Never had any trouble with my Brownings. I prefer an automatic. That third shot sure comes in handy on waterfowl. The advantages with the over-and-under are the ease of switching between duck loads and goose loads and not ejecting my reloaded hulls out of the blind. With automatic ejectors, without an automatic safety, and a shell strap on the stock with a couple of shells in it you can get very fast at putting two more shells in the gun for two more quick follow-up shots.
Before you invest in a o/u for waterfowl borrow one to shoot,get some 3 inch duck and goose loads and shoot a round of skeet/trap (if they allow you to use
hunting loads at you club,some don't) and you may understand why we all shoot autos.Just trying to help.
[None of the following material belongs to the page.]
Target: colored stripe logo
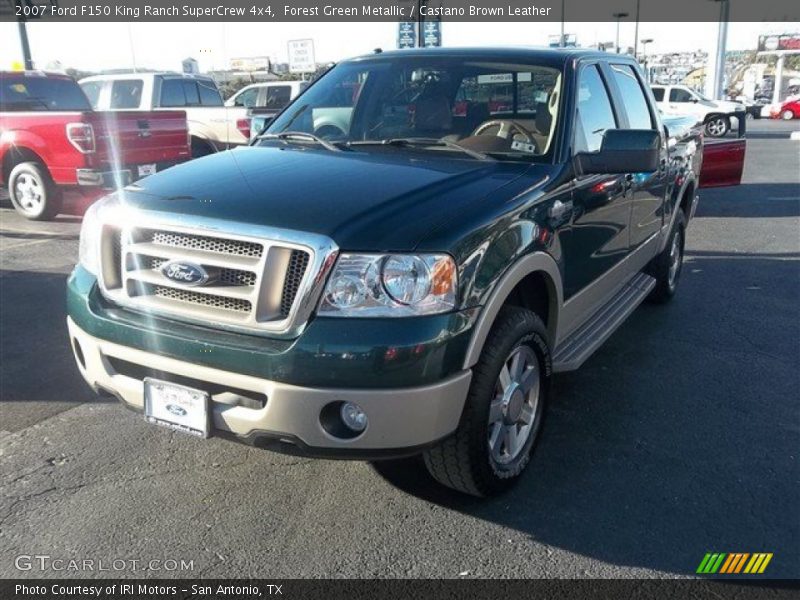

Browning makes Citori's in camo. Ceasar Guerini also made a Waterfowler with matte bluing on the barrels. Beretta also has models that will fit the bill. Be sure to buy a model that is a true waterfowl gun, not a light game gun that happens to be chambered for 3" shells as it will be uncomfortable to shoot and difficult to rebound with the 2nd shot. Unfortunately a good waterfowling O/U will not typically do double duty as an upland gun. Simply to heavy to lug around afield. I currently also use a semi-auto, but I'd prefer to be shooting an O/U.